Perhaps KXCI will finally be able to reach listeners in the northwest around the same time the digital signal goes online, but that's a completely different issue. Five years ago, the station raised money to put a signal translator on an existing tower at Interstate 10 and Ruthrauff Road. But just then, religious broadcasters wanting to build a nationwide empire tried to gain control of translator frequencies around the country, and KXCI--along with 12,000 other applicants--couldn't obtain FCC approval for its translator until the issue was settled in court. Recently, the case was resolved in favor of local broadcasters, so now it's just a matter of KXCI moving its application through the FCC bureaucracy, then ordering and installing the necessary equipment.
Digital signals can deliver more than one program stream, but Bruce isn't sure if or how KXCI may take advantage of that. "It's unclear whether a station like ours that operates under 1,000 watts has the wherewithal to do that," he says, "and it's unclear to me whether the FCC is inclined to authorize multiple program signals for radio, although they certainly have for television."
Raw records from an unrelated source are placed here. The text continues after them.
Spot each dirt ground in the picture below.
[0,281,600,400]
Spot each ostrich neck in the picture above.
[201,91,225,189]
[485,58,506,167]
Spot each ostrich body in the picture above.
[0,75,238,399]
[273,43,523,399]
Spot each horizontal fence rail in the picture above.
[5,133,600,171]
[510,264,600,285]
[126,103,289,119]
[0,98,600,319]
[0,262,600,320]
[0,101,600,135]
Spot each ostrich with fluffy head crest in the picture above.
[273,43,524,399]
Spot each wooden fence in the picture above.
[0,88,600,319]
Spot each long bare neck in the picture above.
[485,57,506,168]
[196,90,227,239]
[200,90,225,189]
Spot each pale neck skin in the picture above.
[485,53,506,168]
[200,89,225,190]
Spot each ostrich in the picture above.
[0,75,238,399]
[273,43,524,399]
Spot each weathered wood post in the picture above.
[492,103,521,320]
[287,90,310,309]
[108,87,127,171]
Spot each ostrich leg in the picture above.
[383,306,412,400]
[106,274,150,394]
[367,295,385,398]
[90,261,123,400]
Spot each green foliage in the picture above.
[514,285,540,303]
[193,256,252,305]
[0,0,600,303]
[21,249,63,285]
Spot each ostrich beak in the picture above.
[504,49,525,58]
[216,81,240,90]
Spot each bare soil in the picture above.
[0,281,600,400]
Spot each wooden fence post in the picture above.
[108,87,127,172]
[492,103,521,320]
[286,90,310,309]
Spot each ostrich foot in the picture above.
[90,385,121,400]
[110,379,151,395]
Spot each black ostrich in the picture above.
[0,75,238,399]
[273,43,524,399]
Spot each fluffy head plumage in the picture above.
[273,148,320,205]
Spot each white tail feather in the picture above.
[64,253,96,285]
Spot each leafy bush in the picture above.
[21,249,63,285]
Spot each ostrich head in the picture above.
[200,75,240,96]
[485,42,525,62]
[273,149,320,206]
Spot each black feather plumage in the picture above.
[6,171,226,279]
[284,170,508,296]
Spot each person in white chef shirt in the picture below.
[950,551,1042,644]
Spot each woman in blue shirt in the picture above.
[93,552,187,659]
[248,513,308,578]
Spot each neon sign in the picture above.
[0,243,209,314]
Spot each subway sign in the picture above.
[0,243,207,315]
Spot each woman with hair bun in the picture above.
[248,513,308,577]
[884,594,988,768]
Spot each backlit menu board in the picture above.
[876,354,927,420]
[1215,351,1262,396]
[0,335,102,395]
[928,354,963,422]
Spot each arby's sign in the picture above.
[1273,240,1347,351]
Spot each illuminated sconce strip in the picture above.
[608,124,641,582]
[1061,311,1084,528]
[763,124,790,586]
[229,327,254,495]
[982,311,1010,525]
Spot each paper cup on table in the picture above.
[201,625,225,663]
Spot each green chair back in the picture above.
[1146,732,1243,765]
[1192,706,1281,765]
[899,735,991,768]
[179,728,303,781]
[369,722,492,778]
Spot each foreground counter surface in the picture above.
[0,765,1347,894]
The digital signal will be carried on KXCI's present frequency, 91.3. The translator frequency, assuming it's approved, will be 100.1
THE NEW BIZ BOSSPublisher Tom Lee wasted no time in finding a new editor for the Weekly's corporate cousin, Inside Tucson Business. Departing editor Sheila Storm had barely left the parking lot on her way to a new gig when Lee rang up David Hatfield, looking for recommendations. Hatfield recommended himself. Hey, it worked for Dick Cheney.
Hatfield hadn't had a full-time job since April, when he was bounced from KVOA after 21 years. He wanted to stay in Tucson, and had been freelancing the radio-TV column for the Arizona Daily Star. Two weeks ago, he was already in the ITB office, struggling to learn the phone system. No chance to develop big plans yet, but Hatfield says he wants the paper to run more enterprise stories, and he's thinking of starting a business-oriented version of his (now former) Star column.